The Power8 core has a total of sixteen execution pipes. These include two load store units (LSUs) and a condition register unit (CRU), a branch register unit (BRU), and two instruction fetch units (IFUs). There are two fixed-point units (FXUs), two vector math units (VMXs), a decimal floating unit (DFU), and one cryptographic unit (not labeled in the core diagram above).
Each core now has eight threads implemented using simultaneous multithreading (what IBM calls SMT8), instead of four threads per core with the Power7 and Power7+ chips. And like earlier Power chips, this SMT is dynamically tuneable so a core can have one, two, four, or eight threads fired up.

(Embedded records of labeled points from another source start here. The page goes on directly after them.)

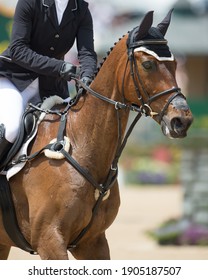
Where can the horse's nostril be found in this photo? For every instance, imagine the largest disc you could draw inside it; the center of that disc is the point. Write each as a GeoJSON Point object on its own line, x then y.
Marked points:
{"type": "Point", "coordinates": [177, 124]}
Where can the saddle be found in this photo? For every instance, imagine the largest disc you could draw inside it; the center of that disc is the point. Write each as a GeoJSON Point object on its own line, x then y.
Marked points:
{"type": "Point", "coordinates": [28, 130]}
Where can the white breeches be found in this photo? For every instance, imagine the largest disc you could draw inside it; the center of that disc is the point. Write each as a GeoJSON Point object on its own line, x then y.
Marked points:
{"type": "Point", "coordinates": [13, 104]}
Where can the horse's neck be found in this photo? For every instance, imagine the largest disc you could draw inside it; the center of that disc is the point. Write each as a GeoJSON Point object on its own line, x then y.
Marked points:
{"type": "Point", "coordinates": [94, 123]}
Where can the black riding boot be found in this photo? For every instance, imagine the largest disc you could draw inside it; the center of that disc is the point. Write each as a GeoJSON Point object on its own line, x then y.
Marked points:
{"type": "Point", "coordinates": [4, 144]}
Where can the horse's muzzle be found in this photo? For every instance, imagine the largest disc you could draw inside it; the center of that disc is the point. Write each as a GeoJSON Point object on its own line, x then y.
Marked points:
{"type": "Point", "coordinates": [178, 119]}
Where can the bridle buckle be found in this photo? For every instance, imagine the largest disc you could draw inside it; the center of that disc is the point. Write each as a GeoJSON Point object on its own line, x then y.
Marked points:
{"type": "Point", "coordinates": [147, 111]}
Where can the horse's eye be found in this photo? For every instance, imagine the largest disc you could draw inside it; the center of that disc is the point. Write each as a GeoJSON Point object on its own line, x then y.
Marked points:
{"type": "Point", "coordinates": [148, 65]}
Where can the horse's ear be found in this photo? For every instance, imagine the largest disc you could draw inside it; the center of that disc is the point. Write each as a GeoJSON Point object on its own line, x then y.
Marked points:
{"type": "Point", "coordinates": [144, 26]}
{"type": "Point", "coordinates": [163, 26]}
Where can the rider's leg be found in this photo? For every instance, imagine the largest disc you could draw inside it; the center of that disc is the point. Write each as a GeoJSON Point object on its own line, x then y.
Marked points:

Each core has 512KB of SRAM memory etched right near it. A segmented NUMA-like L3 cache using what IBM calls a "non-uniform cache architecture" or NUCA for short, spans all twelve cores on the die, for a total of 96MB of L3 cache. That's only 8MB of L3 cache per core, compared to 10MB per core for the Power7+ chip announced last year, but the Power8 has a much more sophisticated main memory subsystem and an L4 cache that obviates the need for so much L3 cache on the die. (More on that in a second.) The L3 cache is implemented using embedded DRAM, as was the case with the Power7 and Power7+ processors.
At a 4GHz clock speed, you can move data into L3 cache from the external L4 cache at 128GB/sec and from the L3 cache out to L4 at 64GB/sec. Data can be crammed into L2 cache from L3 at 128GB/sec (or back out at the same bandwidth). The pipe from L2 cache into the cores has 256GB/sec of bandwidth, but only 64GB/sec in the other direction. Add it all up, across a twelve-core Power8 chip that works out to 4TB/sec of L2 cache bandwidth and 3TB/sec of L3 cache bandwidth.
Hopefully this will be some competition in the top end to Intel's server products, I can't imagine how many transistors make up 650+mm^2 on a 22nm process.